As an avid reader, I was in two minds about getting an eBook reader.

On one hand, I love books. I like the smell of them and the feel of them. I love the suspense of turning a page, holding it in your hands while you try to finish the last sentence as fast as possible, fighting the urge to flip before you are finished. I love how they come in different sizes and shapes, the way that the pages are clean when you get them and colour with age and experience. I love that you can pick up a book and know whether it has been read or not. I love to have them lining my shelves, showing them off to the world as some of my most prized possessions.

On the other hand, I love travelling. And travelling with books is a pain. I still remember when I left to go to Korea, a year long trip, and I tried to pack as many books as I could into my bags. I started out with 20, but the bag was just too heavy, and the books were the first thing to go. I ended up arriving in Cheongju with 5 books to my name, and the thought of not knowing when I would get my next fix brought a tear to my eye.

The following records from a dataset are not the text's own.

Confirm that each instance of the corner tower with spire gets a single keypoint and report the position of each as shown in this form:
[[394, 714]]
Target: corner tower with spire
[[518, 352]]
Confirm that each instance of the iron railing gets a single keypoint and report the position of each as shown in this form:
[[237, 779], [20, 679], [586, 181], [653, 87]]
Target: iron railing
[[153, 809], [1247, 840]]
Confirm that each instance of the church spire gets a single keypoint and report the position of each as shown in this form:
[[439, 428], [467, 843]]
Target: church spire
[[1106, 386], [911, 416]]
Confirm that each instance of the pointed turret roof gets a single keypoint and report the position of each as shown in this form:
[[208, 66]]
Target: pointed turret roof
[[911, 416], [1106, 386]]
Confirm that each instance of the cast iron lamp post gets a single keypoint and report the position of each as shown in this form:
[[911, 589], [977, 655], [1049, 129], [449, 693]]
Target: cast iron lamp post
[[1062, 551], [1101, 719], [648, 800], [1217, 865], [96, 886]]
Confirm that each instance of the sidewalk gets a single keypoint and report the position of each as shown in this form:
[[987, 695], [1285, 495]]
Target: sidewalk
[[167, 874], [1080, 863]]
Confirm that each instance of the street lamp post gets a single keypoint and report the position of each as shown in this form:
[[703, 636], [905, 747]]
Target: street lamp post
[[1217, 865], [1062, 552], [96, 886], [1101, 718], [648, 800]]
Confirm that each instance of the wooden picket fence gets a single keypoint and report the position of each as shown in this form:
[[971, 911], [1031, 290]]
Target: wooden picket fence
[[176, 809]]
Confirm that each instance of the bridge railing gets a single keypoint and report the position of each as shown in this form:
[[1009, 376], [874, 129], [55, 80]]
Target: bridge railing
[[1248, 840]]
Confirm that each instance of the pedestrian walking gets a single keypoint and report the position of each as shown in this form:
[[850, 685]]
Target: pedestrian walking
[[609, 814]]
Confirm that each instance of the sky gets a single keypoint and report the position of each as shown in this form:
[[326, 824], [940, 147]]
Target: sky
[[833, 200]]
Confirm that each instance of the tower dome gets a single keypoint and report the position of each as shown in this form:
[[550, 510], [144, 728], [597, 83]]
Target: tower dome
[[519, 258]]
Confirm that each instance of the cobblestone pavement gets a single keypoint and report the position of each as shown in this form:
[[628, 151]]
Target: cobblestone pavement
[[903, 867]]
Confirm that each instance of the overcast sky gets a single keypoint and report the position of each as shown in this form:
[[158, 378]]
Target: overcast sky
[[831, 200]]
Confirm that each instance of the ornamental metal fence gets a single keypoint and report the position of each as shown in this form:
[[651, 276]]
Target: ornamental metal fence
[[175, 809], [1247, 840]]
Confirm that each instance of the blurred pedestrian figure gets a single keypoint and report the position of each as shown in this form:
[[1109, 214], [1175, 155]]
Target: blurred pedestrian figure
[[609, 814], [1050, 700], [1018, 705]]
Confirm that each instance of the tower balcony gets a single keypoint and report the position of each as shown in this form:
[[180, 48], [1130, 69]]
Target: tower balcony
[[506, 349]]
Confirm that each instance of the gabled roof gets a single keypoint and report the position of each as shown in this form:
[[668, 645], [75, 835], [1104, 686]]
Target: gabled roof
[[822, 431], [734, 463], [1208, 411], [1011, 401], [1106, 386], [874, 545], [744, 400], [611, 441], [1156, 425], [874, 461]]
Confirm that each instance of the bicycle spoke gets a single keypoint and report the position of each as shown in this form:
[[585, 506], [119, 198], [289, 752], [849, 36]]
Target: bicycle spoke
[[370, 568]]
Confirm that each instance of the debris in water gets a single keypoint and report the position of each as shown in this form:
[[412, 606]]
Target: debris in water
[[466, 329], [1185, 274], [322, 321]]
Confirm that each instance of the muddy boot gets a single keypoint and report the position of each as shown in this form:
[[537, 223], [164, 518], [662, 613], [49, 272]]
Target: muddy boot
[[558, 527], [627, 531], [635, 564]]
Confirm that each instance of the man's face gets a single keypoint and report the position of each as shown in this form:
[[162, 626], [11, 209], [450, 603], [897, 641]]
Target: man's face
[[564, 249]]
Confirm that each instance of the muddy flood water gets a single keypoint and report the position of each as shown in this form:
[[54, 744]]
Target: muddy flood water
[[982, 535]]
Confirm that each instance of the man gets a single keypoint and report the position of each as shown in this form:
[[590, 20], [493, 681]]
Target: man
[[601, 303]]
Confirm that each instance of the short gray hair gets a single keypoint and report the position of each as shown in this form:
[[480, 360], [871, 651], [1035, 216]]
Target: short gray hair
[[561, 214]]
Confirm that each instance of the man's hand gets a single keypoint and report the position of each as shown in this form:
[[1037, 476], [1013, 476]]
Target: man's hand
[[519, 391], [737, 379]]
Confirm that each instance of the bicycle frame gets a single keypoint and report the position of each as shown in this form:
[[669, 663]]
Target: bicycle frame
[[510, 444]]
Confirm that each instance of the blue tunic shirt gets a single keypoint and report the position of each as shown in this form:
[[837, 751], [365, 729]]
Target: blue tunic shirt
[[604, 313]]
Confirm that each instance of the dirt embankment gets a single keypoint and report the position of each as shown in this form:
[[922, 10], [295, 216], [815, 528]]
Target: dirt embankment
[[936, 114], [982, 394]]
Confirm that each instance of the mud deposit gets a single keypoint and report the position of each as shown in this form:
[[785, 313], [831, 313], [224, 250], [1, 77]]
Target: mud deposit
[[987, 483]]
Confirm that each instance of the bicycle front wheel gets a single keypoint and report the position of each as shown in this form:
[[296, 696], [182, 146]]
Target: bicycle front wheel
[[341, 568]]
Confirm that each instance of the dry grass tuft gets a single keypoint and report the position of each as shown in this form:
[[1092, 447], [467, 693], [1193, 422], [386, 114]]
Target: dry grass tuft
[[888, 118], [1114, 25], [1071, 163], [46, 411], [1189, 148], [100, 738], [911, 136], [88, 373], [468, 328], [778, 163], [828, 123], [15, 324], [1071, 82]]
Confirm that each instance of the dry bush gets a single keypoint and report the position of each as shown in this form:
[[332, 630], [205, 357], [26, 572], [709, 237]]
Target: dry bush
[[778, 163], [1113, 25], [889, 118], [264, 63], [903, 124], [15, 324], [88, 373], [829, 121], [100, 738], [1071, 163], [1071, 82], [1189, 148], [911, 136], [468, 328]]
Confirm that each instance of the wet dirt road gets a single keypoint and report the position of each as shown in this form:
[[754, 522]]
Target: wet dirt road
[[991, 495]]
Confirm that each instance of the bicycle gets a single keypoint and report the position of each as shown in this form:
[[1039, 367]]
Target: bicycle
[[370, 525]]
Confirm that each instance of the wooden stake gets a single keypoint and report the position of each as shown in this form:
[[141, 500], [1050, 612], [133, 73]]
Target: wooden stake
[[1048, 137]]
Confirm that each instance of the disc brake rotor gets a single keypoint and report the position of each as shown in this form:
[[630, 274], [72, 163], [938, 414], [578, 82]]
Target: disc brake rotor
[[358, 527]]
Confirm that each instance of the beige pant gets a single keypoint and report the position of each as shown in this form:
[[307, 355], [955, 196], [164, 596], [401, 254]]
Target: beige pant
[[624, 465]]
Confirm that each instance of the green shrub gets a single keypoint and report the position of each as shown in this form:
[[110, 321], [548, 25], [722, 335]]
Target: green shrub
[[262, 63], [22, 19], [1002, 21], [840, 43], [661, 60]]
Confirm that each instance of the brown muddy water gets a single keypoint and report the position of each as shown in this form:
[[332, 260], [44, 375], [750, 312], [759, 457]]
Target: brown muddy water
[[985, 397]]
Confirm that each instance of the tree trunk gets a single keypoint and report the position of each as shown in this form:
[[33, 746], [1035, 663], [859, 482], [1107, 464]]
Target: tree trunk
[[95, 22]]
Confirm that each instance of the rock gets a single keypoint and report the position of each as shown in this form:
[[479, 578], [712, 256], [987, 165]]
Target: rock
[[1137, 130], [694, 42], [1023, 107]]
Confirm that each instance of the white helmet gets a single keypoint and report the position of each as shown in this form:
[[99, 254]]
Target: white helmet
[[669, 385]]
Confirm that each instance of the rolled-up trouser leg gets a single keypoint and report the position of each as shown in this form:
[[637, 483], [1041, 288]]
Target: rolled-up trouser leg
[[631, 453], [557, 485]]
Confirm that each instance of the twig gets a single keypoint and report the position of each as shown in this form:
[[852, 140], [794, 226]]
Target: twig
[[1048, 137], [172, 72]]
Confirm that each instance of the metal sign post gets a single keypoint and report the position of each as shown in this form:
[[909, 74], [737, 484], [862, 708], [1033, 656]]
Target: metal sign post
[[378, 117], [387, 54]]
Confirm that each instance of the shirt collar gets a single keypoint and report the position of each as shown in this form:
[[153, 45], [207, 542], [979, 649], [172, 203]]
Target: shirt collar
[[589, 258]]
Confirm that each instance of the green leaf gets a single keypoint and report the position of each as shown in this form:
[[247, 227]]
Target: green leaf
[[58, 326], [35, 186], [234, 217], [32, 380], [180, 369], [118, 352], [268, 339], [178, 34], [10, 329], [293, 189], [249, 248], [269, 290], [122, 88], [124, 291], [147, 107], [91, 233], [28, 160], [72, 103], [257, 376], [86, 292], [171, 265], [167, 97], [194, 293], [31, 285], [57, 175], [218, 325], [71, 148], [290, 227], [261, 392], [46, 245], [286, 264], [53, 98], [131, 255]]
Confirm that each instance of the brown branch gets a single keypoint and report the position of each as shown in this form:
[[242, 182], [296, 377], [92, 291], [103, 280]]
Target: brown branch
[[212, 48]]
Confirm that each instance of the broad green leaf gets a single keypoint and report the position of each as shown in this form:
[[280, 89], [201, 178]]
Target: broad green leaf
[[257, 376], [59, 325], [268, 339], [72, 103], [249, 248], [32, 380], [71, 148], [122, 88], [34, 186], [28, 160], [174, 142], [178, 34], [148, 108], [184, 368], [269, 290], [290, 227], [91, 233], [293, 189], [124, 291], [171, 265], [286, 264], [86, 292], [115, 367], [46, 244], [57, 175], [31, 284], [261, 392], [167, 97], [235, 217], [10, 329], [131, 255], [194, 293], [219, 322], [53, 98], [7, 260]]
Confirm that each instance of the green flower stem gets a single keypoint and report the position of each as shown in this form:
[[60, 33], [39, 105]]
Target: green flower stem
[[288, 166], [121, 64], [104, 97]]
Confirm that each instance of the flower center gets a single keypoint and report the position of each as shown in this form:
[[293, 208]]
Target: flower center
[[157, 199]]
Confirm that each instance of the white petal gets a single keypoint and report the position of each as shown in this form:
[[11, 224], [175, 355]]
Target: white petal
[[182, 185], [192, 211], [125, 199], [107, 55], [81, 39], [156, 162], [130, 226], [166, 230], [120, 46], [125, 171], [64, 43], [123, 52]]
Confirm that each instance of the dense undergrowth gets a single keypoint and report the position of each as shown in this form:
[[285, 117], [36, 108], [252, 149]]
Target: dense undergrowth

And so, during the year spent in Korea, I decided that I would need to get myself an eBook reader. Something slim that could hold a world of knowledge behind its elegant electronic ink screen.

My first eBook reader was a Kindle, bought for my birthday in 2012. I woke up on the morning expecting a boardgame and instead found hidden in the box the gadget that I’d been dreaming of. I pulled back the switch and with a blink of life, it brought up the menu. My first instinct was to touch the screen to have it do my bidding, but my Kindle was not quite that advanced. I stared at it in awe and started imagining all the books that I would load onto it… and then it slipped into the recesses of my mind as I continued to read the books that surrounded me rather than succumbing to the temptation that the digital world offered.

When I went to visit family a few months later, I decided to take full advantage of all that the Kindle had to offer, and instead of packing 3 or 4 books into my bags, I loaded them onto the Kindle and slipped it into my handbag. As I sat down on the plane and pulled it out, I found that it perfectly fit the contours of my hand, and as I started reading, I wondered how I had never become accustomed to it before. The screen didn’t glare in your face, the eink moulding itself subtly onto the page so that you could read away for hours. Before I knew it, we had landed and I could slip it easily back into my handbag rather than trying to find space for it.

From then on, I was a Kindle lover all the way. I still had books lining the shelves, but I also had them lining the infinite pages of my reader. I would still walk into book stores and ogle over the latest releases, but I would go home at the end of the day and lie down with a Kindle in the cradle of my arm. It was comfortable. It was simple. It was utter luxury.

And then came the day when my ebook reader met its end at the hand of a badly placed step. Something that a book would have taken with a pinch of salt, the Kindle took as a mortal insult and gave up the ghost. I wept with the indignity of it all, but before long was able to pick myself back up and pick a book from the shelf to read instead. The very same book that I had been plodding through on the Kindle – The Lord of the Rings trilogy. I had all three books in one – most convenient, but also most irritating to read when lying in bed, as leaning the book on my arm led to unnatural contortions that my neck was not meant for. Suddenly I had gone from wondering how I would do without my beloved books, to not knowing what to do with them. I found myself yearning for the electronic screen, for the one button change of page, for the pleasure of never losing my place and always picking up where I had left off. Games of scrabble were just not the same without the Kindle’s Oxford dictionary at hand.

To this day, I am a lover of books both physical and electronic, but I understand far better the difference in comfort and convenience that the eBook readers have to offer where the hard- and paper-backs falter, and I know that no eBook will provide me with the same suspense, the same longing that the feel of paper under my fingers could.

And so I live in a world in between the two, where I carry with me both paper and computer, both typewritten and digital, and the two can never meet.